Working with any bibliography management software via Scrivener is a right royal pain in the *******.

Like many others here, I can’t say I agree; Cmd-Y, find reference in Bookends, Cmd-Y and the citation code is pasted into Scrivener at the cursor location(1), is hardly arduous. Then running “Scan” to expand the citation and create the bibliography in your word processor is a probably a matter of a single mouse-click(2).

I imagine setting it all up in BibTex(3) and setting up your Scrivener to LaTex workflow probably takes more time and experimentation.


(1) I have to say, the last stage has stopped working on my 2015 iMac (subject for another thread in due course!) though it’s fine on my M1 MBA.

(2) This may depend on word processor. I use Nisus Writer Pro where it’s like falling off a log; Mellel has even stronger links with Bookends; I can’t say for Word or LibreOffice.

(3) Bookends can create your BibTex for you in parallel with the Bookends database, so you can use Bookends to do all your reference management but have the BibTex ready for LaTex; @nontroppo knows more!


But Scrivener is my word processor. I don’t use anything else.

Ah, OK.

My workflow is essentially using Scrivener and NWP in a sort of Scrivener→LaTeX kind of workflow. I use styles inn Scrivener as a kind of mark-up language compiling to RTF and then use a macro in NWP to do the page layout.; i.e. the macro serves the function of Pandoc/whatever in converting the Scrivener output into the desired formatting. So for me, Bookends is a matter of a few clicks in Scrivener and NWP.




It most certainly can do that. Just create a style and apply it to the cite key. Then, in the style configuration, set it to the apply the proper mark-up and you’re set.


Not sure I follow what you. Plus I was referring to the implicit need to Markdown everything when going to LaTeX; unless something major has changed since I last tried to use the LaTeX setup.

Hi Zachary,

Although I don’t currently need bibliography features as I’m writing novels and screenplays, have though considered using some of the cross-reference features that the lovely AmberV of Literature and Latte has extolled to a few people wanting help with glossaries?

Although @AmberV has touched upon glossaries a few times in various threads, this is the post of hers I found the most helpful for my situation:

What I used this workflow for was to create a running reference guide for myself in a new top-level folder I call my Codex (it’s a fantasy novel).
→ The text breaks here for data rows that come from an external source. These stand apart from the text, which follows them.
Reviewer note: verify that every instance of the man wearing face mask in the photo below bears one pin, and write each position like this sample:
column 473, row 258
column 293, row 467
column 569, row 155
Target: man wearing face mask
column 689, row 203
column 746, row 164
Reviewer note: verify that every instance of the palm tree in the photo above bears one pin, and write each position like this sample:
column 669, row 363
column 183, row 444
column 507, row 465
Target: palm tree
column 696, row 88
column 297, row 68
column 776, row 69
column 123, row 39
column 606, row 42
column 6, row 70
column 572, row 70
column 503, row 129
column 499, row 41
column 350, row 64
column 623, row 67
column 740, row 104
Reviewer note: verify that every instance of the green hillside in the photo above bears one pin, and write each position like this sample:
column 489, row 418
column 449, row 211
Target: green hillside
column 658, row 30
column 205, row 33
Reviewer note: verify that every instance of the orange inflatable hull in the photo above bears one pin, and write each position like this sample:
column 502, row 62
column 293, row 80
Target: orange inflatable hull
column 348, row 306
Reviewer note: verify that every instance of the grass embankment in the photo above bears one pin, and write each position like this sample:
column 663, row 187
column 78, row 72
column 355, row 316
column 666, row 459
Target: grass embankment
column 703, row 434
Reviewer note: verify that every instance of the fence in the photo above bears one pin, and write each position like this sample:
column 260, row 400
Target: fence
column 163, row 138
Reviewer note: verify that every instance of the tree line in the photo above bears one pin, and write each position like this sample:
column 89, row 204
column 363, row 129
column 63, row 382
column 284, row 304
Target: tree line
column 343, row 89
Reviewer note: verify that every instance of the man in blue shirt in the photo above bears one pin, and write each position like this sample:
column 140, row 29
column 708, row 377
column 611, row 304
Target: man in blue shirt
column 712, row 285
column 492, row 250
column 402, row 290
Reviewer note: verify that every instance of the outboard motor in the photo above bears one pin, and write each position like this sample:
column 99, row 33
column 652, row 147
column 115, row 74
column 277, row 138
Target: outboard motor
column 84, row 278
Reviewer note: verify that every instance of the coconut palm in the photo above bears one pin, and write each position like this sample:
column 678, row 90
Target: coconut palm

The first time I invent a new word in my conlang or if I use a term that means something different for my magic, I create a link as AmberV outlines and then link it to a document within my Codex folder.

In a previous professional incarnation, I worked as a legal assistant and used Word’s features for a laborious thing called Tables of Authorities—when attorneys create a sort of table of contents, but for all the legal citations. In Word, I’d use the full citation the first time in a document and then link back to it when using the short citation.

You can do something similar using AmberV’s glossary steps:

  1. Write your glorious text and throw in a short or long citation to taste, e.g.: Harry Potter and the Sorcerer’s Stone (Rowling, 1997, pp 13-24)
  2. Create links in your short citation from your footnotes/endnotes or within the body of your text such. The first time you cite to a source, when the document window pops up, give all the gory details that you want in your final bibliography.
  3. For all subsequent uses of the source, use the double bracket method to link back, e.g.: [[Sorcerer’s Stone]] — make sure you have the feature enabled to convert these to links automagically
  4. When your authoring is done, go to the folder you created for all of your cited sources. Use the Edit | Sort feature on your Bibliography folder.

Make sure all of your citations use a citation format that will work for quick sorting. Meaning, if you want to sort alphabetically by author, put the author surname first; if you want to sort chronically, make sure the year is first, etc.

When you’re ready to create your bibliography or to share it, use Compile features to make it look perfect. If you’re exporting to Word, you’ll have a lot of WYSWIG options, but if Scrivener is your main/only word processor, you’ll need to learn a bit about Compile formatting, which I’m a novice at myself.

Hope this helps.


Actually, you don’t have to use markdown in the body of the text. You’re totally free to use “visual styles and font attributes native to Scrivener” and get the appropriate markup in the compiled text.